Şimdilik, ben de bıraktım da geldim diyeyim....
Gökten üç elma düşmüş..
Biri, masal kahramanı Rahşan’a ve onun Kıbrıs masallarına inananlara...
Evrensel değerleri hiçe sayıp kendi ile bile barışık olmayanlara...
Biri, herkesi sevgi ile kucaklayıp dünyada barış isteyenlere ..
Biri de geleceğin özgür düşünceli Kıbrıslıları olacak olan sizlere sevgili çocuklar...
Eklemeden edemeyeceğim....
Kesin olan tek şey ...
Geçmişin tutsaklığından kurtulup özgürleşemeyenlerin uydurdukları ..
Eğemenlikmiş, halkmış halklarmış, devletmiş de kırmızı çizgileri varmış masalları ile uyutulmak istemediğimizdir”.


Değerli okurlarım,
Yukarıda okuduğunuz masal, kendini ilerici takdim etmeye ve çok yakın bir geçmişte bazı goncolozların yaptığı gibi kendini birilerine inandırıp günün birinde bir koltuk sahibi olmak için yanıp tutuşan ve şahsi kaprisleri uğruna Türk halkını arkadan gammazlamaya çalışan bir aptal kadının anlattığı masaldır.
Hani atalarımız diyordu ya, “Karşındaki ne kadar yalvarsa, ona yardım ederken temkinli ol, çünkü gün gelir seni arkadan hançerlemekten asla geri kalmaz”.
Zavallı aptal kadın, kendi bindiğin dalı kesmek istersin de, benim bindiğim dalı kesmeye nasıl cüret edebiliyorsun ki?

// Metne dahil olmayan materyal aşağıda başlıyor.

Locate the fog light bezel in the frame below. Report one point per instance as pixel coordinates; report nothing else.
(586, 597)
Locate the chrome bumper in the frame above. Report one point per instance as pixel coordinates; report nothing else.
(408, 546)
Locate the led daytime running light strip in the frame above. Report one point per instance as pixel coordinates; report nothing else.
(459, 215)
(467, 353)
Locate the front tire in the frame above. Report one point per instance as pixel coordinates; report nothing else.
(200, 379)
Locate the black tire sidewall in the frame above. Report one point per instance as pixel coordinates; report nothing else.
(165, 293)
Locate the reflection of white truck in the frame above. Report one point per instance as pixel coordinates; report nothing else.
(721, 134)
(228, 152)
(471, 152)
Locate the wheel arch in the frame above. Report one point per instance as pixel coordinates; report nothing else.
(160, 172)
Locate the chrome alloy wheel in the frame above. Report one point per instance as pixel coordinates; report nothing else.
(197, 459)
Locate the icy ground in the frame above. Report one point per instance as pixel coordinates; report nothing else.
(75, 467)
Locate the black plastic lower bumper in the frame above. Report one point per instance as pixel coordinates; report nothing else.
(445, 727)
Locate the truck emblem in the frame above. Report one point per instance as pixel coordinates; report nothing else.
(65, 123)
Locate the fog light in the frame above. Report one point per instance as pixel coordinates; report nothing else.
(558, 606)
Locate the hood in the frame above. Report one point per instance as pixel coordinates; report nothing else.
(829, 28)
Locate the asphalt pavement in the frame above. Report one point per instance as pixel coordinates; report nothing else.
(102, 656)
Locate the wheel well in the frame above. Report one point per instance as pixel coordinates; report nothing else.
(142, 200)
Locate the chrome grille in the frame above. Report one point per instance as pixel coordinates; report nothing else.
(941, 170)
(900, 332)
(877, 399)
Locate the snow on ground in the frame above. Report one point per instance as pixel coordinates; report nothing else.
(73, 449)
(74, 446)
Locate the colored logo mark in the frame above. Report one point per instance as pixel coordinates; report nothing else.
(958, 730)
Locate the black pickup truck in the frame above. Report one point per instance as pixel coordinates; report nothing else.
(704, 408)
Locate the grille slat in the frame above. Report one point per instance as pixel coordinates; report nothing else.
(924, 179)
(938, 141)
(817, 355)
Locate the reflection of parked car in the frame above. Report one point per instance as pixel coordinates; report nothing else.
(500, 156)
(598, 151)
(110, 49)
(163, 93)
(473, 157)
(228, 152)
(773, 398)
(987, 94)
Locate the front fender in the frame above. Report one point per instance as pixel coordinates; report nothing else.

Bu gün dünyada olup bitenlerden bu kadar bihaber isen, evine saklan da kimse seni görmesin. Çünkü sen gerçekten aptalın tekisin.
Masal anlatmaya gelince,
Kıbrıs Türk halkının anlatacağı okadar masal var ki, sen bunları yaşamış olmana rağmen, kabuklu uzun ceviz uğruna bunları unutmuş görünüyorsun. Ve bilmiş ol ki bu masalı anlatmakla kabuklu uzun ceviz toplamaya çalışırken kendi halkına ihanet ediyorsun.
Benim şahsi önerim ise, susup evine kapanman ve.tek kelime etmemendir. Çünkü masalını dinledikce midem bulanıyor.